Earning Future End-Users Now
Dr. Christine L.E.V. Hansen, CEO of Le Ciel
Arguably the largest divide in Linux remains the divide between developers and end-users. Developer oriented forms of communicating, like mailing-lists and wikae, are often the sole sources of information about projects. The future of Linux relies on connecting the developers, and the corporations, with the end-users who may not know what Linux is. What this end-user will know, or will have heard, is: 'somewhere there is free software.' Their next question/search will be: 'where can I get it?'As a point of departure, I propose a web site in plain language which serves as an index of Linux projects. All projects: commercial, nonprofit, ones in process, big, small. Obviously, voluntary participation. All together in one, search-able place. Audience: users, developers, corporators. The technical level is not as important as the pragmatic and visionary level, which ought to be high.

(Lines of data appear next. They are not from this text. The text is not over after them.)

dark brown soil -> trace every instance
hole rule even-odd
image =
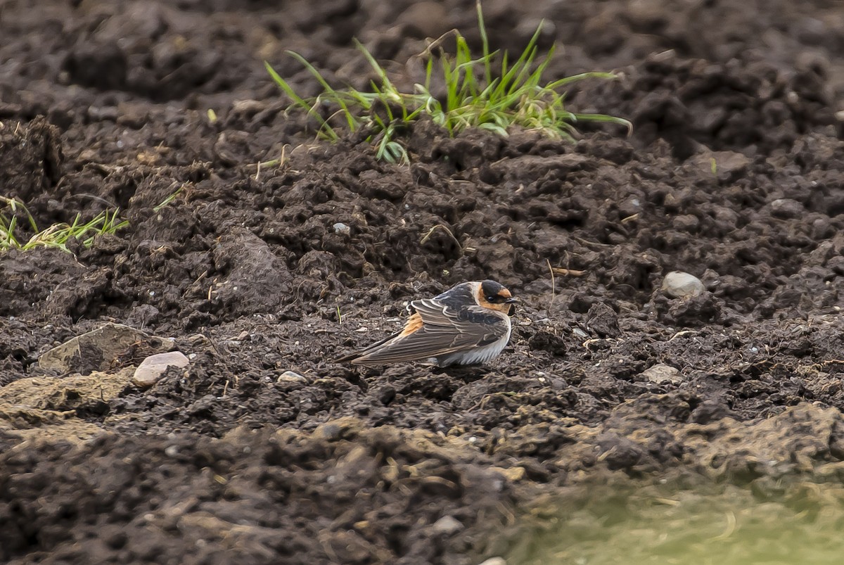
[[[130,225],[0,255],[0,385],[65,377],[39,356],[106,322],[192,364],[40,416],[0,388],[0,560],[476,563],[538,496],[604,473],[844,459],[840,3],[484,7],[495,47],[551,23],[549,78],[619,71],[569,104],[632,137],[422,122],[392,166],[315,142],[262,66],[315,92],[293,49],[364,88],[354,37],[400,73],[426,36],[477,42],[470,0],[2,3],[0,195],[45,225],[114,206]],[[669,298],[672,270],[706,291]],[[524,302],[489,366],[328,361],[481,278]]]

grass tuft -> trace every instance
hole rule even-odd
[[[82,242],[85,247],[90,247],[97,236],[114,233],[129,225],[127,220],[118,217],[119,210],[115,209],[100,212],[84,223],[77,214],[71,224],[55,224],[40,230],[24,203],[3,196],[0,196],[0,203],[6,204],[4,209],[0,210],[0,253],[9,249],[30,251],[35,247],[55,247],[69,253],[72,252],[68,248],[68,242],[71,238]],[[22,212],[26,217],[29,227],[34,232],[26,241],[18,238],[18,212]]]
[[[286,52],[301,63],[316,79],[322,91],[316,96],[303,98],[268,62],[268,73],[292,101],[291,108],[298,107],[319,123],[318,136],[337,141],[337,128],[368,133],[378,159],[390,162],[408,163],[407,149],[400,139],[406,126],[426,116],[454,135],[468,128],[479,128],[506,136],[514,126],[536,130],[553,139],[572,139],[576,124],[581,122],[604,122],[632,128],[624,118],[605,114],[584,114],[569,111],[565,107],[565,87],[585,79],[612,79],[611,73],[583,73],[551,82],[543,74],[548,68],[555,48],[539,56],[537,41],[542,24],[521,55],[511,61],[506,52],[490,52],[484,24],[480,2],[476,3],[478,25],[483,52],[474,58],[466,39],[457,30],[434,41],[420,57],[426,59],[424,84],[414,85],[413,92],[400,91],[390,80],[384,68],[372,54],[355,40],[357,48],[375,71],[377,80],[370,84],[371,92],[354,89],[335,89],[318,70],[302,56]],[[439,46],[453,35],[456,49],[446,54]],[[438,57],[434,56],[437,49]],[[444,95],[437,97],[433,84],[445,85]],[[327,117],[321,111],[327,110]],[[338,124],[338,125],[333,125]]]

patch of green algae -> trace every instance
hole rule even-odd
[[[508,565],[844,562],[839,481],[603,486],[568,508],[556,503],[528,519]]]

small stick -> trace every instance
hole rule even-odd
[[[563,269],[561,267],[551,267],[551,272],[572,277],[582,277],[586,274],[586,271],[579,271],[576,269]]]

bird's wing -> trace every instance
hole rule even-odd
[[[415,312],[398,334],[368,347],[353,362],[395,363],[438,357],[490,344],[506,323],[480,307],[453,310],[436,299],[411,302]]]

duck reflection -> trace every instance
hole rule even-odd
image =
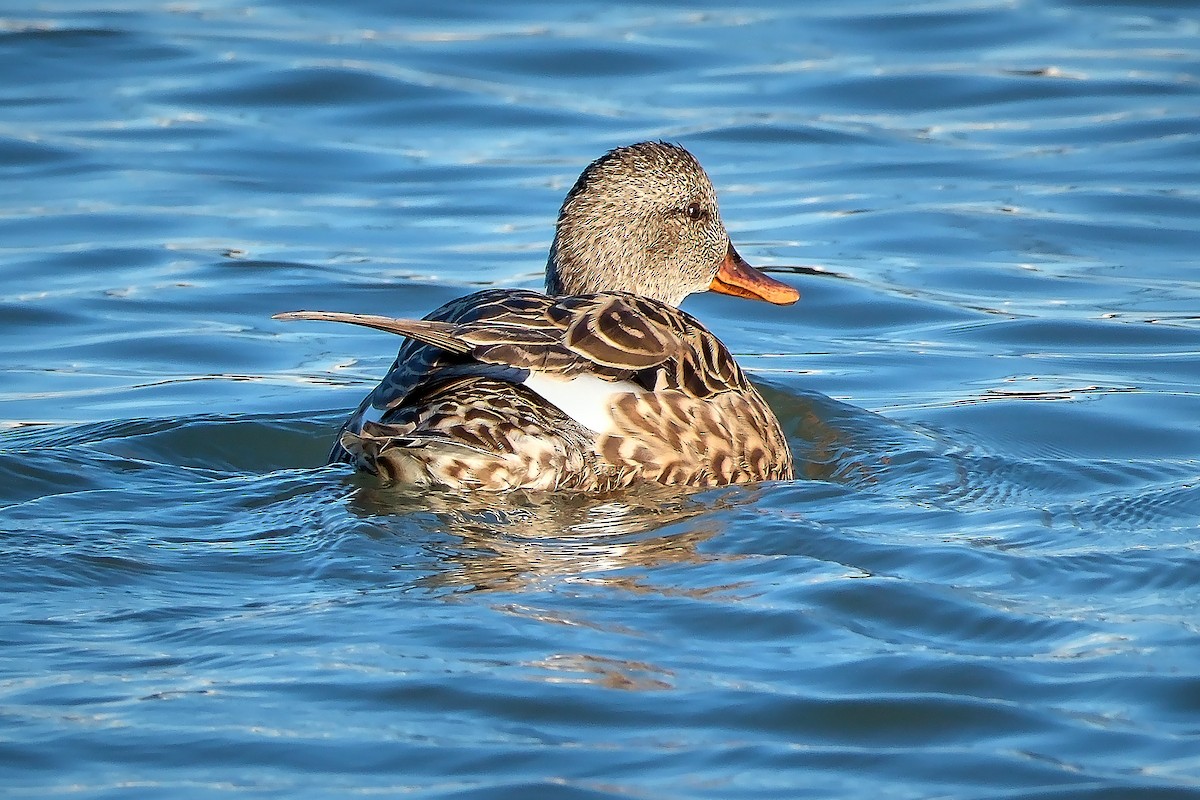
[[[722,511],[749,503],[755,494],[754,488],[742,487],[497,495],[360,486],[349,507],[376,522],[415,522],[458,540],[440,559],[443,569],[422,582],[426,587],[511,591],[566,579],[661,591],[646,585],[643,573],[630,567],[727,558],[702,554],[697,547],[724,530],[728,518]]]

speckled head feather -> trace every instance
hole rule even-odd
[[[592,162],[566,194],[546,293],[629,291],[678,306],[709,288],[728,249],[700,162],[678,145],[642,142]]]
[[[407,339],[330,461],[492,492],[792,477],[770,408],[677,306],[709,289],[776,303],[799,294],[737,254],[691,154],[644,142],[588,166],[559,211],[546,287],[476,291],[424,320],[278,314]]]

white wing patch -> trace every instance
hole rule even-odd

High collaboration factor.
What the World sees:
1) Too slow
2) No 'instant ignition'
3) Product/project redundencies
4) ---oops missed it ---
Christine provided a distinction between "pure" and "applied" developers - pure being much of the first wave, idealogical, focused on Linux for themselves; applied being more focused on projects, more aware of their end users, more often speaks both tech and a human language, may be outside of North America.
Next Step: Step Up
Instant ignition, in their own language(s), solve the rediculous problem of redundant effort, introduce a multilingual Linux web presence, empower global Linii. (is that a plural for Linuxes?)
Christine pointed out that Transparent Software often has an organic life that may help it to live much longer than many of the short term trends.